Durch die Umrüstung wird in der Steuerung der einzelnen Maschinen eingegriffen - die Notbefehlseinrichtung hat vor allen anderen Steuerungsarten Priorität - so dass die vom ursprünglichen Hersteller erklärte Konformität nicht mehr gilt. Der ursprüngliche Hersteller trägt dann keine Verantwortung mehr für die Konformität der Maschinen Erst nachdem die Maschinen umgerüstet und in Betrieb genommen wurden (Eigenbedarf), gelten für ihn alle Voraussetzungen für das Inverkehrbringen (§ 3 der 9. GPSGV-Maschinenverordnung) mit der Folge, dass dann für die Gesamtanlage eine neue Konformitätsbewertung durchzuführen ist.

2. Gebrauchte Maschinen
Diese Maschinen wurden bereits in den Verkehr gebracht. Werden diese Maschinen umgerüstet ist im Rahmen einer Gefahrenanalyse zu ermitteln ob durch die Umrüstung die Maschinen wesentlich verändert werden. In diesem Fall gelten die Ausführungen zu 1.

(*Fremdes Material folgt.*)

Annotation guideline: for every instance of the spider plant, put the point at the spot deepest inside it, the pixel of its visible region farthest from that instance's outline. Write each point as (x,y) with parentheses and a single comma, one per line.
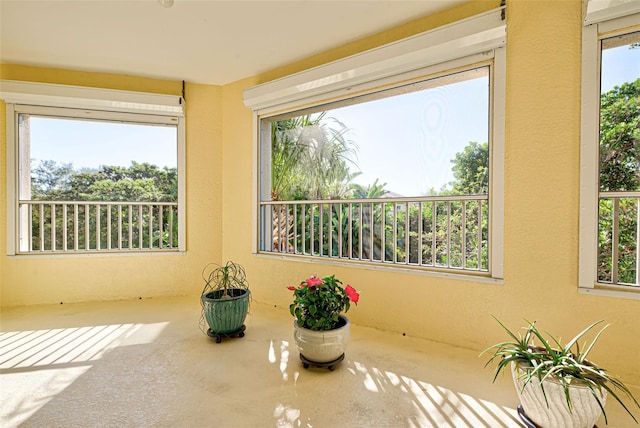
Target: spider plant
(564,364)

Im anderen Fall müssen die Maschinen nach der Umrüstung mind. den Anforderungen des Anhangs 1 der Betriebssicherheitsverordnung oder sofern die Maschinen nach dem Inkrafttreten der 9. GPSGV in den Verkehr gebracht wurden, den Anforderungen der 9. GPSGV entsprechen. Die formalen Anforderungen (Konformitätsbewertung) sind im diesen Fall nicht gefordert.